From a friend living and working in Bangladesh:
The second of the two major religious holidays, Eid-ul Azha, is two days away. I can hear a goat bleating in my neighbor’s yard. Our street is in the middle of a cattle (Brahmin bulls, goats, and a few sheep) bazaar set up for the occasion. We have a bird’s eye view of the scene from our fourth floor balcony: neighbors haggling with a herdsmen in headscarves; men pushing carts loaded with snacks; a balding beggar, barefoot and dressed like St. John the Baptist, bearing a large shimmering metal bowl; a man shouldering a hoe with shallow basket looped around its neck; pairs of men carrying buckets of water suspended from a bamboo pole; a fairly steady stream of jangling pedicycle rickshaws, etc.
It isn’t always this picturesque, but, in general, the streets are a feast for the senses. Dickens would have had a field day, what with the squalid tea stands; dingy curbside eateries; sidewalk displays of garments, toys, colored cloth, and household articles; shoe repair stands, brightly daubed rickshaws and trucks, colorful flowing saris.
There is never a dull moment here. Appliances or utilities suddenly won’t work. People misunderstand what you say–or misunderstand each other and argue about it. During the worst of the hot and humid summer weather the electricity can go off almost as often as every other hour in the day time in some districts of the city, including the one where BACHA is located. Last spring the border patrolmen staged a mutiny and it looked like a civil war might develop; it was quelled, though, and the country appears to be stable.
With a population of more than 150 million people in an area the size of Wisconsin, Bangladesh is very crowded and it can be difficult to find a quiet spot. Traffic is steadily growing more congested. Air pollution is not as serious in Dhaka as in Beijing because of the heavy use of natural gas for fuel.
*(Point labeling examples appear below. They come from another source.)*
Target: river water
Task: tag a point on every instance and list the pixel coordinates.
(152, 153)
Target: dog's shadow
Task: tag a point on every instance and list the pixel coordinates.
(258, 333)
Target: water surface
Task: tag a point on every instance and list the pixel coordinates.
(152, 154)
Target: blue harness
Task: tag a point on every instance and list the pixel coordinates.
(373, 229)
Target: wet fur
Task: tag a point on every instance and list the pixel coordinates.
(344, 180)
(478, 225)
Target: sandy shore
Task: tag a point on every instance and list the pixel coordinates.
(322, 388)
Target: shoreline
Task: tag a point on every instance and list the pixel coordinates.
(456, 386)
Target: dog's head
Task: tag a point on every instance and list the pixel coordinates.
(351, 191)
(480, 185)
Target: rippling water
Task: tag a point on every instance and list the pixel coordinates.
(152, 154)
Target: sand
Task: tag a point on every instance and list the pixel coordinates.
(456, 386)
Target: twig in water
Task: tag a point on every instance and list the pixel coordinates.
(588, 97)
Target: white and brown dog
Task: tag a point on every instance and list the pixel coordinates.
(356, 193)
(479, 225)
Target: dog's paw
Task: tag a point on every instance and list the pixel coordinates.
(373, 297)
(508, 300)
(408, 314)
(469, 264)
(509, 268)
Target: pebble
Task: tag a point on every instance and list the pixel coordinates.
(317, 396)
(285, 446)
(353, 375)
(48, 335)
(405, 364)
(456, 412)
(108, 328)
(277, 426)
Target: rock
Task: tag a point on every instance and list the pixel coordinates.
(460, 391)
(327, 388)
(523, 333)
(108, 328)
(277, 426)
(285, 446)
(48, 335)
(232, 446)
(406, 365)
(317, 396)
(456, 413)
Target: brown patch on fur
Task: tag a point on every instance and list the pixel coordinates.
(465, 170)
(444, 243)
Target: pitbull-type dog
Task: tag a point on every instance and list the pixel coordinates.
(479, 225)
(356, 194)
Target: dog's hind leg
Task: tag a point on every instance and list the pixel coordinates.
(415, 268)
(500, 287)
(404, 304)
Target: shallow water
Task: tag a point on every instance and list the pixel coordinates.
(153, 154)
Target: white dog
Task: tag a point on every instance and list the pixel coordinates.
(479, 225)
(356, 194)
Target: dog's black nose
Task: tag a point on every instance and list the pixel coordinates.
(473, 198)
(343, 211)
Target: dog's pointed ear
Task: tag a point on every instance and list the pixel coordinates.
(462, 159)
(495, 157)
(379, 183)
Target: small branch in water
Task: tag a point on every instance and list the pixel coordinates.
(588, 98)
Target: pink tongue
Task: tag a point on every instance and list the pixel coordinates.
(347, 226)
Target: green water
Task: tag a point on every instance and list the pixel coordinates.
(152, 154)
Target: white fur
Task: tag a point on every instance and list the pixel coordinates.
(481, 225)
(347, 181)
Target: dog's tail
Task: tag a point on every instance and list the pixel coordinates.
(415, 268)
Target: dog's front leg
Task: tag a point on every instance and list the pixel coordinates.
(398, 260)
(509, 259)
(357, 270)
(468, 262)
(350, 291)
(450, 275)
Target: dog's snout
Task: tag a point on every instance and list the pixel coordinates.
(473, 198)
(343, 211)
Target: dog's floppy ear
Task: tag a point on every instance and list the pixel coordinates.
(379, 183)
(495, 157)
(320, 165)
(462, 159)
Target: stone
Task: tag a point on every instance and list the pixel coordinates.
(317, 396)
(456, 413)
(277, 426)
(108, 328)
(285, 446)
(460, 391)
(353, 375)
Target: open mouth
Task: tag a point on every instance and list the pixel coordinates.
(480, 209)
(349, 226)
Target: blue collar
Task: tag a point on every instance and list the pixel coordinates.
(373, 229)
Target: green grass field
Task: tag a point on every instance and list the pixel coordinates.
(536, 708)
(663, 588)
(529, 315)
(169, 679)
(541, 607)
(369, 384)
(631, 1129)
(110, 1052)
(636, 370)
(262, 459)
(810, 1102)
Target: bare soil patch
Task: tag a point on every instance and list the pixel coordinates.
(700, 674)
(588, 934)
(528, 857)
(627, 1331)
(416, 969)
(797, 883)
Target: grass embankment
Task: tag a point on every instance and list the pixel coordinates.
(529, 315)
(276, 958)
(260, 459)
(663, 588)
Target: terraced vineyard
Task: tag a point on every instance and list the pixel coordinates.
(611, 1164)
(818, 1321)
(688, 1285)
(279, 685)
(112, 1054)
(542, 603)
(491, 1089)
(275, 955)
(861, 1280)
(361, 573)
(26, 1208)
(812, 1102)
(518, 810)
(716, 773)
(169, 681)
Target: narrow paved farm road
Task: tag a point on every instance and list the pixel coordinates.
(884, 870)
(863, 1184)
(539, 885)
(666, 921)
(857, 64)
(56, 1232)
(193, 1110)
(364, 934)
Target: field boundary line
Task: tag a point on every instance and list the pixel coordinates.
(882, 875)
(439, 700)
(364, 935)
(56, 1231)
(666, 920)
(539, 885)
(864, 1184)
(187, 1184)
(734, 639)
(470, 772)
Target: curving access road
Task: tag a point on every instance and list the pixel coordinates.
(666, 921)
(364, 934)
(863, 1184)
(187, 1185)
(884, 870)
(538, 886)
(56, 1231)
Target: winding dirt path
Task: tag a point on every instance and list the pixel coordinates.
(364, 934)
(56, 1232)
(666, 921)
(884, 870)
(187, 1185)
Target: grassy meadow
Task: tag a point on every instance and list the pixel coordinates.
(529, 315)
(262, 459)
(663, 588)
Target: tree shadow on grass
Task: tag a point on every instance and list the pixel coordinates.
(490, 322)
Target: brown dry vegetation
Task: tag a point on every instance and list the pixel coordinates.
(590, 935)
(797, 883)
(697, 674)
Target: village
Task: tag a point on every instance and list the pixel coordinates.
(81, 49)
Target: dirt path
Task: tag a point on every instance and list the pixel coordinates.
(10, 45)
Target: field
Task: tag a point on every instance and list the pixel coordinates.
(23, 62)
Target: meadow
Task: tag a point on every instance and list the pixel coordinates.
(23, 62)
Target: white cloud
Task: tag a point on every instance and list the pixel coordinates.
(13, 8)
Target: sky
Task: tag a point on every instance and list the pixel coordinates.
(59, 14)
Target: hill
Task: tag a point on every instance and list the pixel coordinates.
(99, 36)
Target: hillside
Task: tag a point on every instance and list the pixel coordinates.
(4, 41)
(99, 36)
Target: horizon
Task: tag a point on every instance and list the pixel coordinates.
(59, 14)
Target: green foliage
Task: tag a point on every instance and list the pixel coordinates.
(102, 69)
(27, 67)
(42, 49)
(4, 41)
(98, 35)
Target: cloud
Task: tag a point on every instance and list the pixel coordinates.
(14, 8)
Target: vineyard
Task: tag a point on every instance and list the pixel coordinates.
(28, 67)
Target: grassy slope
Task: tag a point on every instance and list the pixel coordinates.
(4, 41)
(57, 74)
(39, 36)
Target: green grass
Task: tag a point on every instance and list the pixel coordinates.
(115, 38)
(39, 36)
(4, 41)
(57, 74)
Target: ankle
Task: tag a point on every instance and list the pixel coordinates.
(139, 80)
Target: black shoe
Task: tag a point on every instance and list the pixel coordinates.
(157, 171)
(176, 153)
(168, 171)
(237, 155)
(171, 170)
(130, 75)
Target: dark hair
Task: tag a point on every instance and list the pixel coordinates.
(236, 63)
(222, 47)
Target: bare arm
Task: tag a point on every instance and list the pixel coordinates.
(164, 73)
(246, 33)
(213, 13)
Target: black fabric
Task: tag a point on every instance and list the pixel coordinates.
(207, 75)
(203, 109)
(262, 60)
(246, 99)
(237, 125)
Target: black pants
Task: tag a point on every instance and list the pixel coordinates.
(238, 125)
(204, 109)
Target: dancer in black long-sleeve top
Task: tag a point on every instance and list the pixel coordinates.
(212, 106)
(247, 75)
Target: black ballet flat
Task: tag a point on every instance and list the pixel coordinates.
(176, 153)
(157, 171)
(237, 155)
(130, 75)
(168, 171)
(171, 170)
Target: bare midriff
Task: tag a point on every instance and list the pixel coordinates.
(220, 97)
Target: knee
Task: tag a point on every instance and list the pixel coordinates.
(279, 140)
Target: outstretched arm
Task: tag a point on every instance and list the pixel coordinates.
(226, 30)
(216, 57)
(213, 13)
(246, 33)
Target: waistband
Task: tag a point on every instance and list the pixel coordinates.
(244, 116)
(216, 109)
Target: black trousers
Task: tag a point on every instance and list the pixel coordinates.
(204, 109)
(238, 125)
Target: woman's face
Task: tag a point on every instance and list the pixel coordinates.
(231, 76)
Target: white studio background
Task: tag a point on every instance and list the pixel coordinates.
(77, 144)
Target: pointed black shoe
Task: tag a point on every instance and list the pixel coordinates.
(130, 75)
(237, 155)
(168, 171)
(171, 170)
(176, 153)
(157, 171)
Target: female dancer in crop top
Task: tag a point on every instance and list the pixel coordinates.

There is a lot of poverty, with many people coming into the city and crowding the job market and systems of exploitation entrenched.
The people are very hospitable, fond of poetry (and other art forms), quite emotional, prone to jealousy and gossip, and, on the surface at least, respectful of foreigners. I was probably a guest at someone’s home or wedding reception more times in my first three months in the country than in three years in Korea.
The food is similar to Indian food with rice as the chief dish. It is spicey, but can be served without the hot peppers if you request it. We love the chicken kebabs, rice with a certain sauce, and flavored bread at a local restaurant. The national fish, which we have eaten as dinner guests, is very flavorful. I like the sweetened yogurt There seem to be quite a few ethnic restaurants around and at the “megashops” (small supermarkets) most all of the imported food items you would want.
I find Bangladesh full of challenges and interest. I am happy here because I feel I am living my dream: a life of adventure and of service to those in need.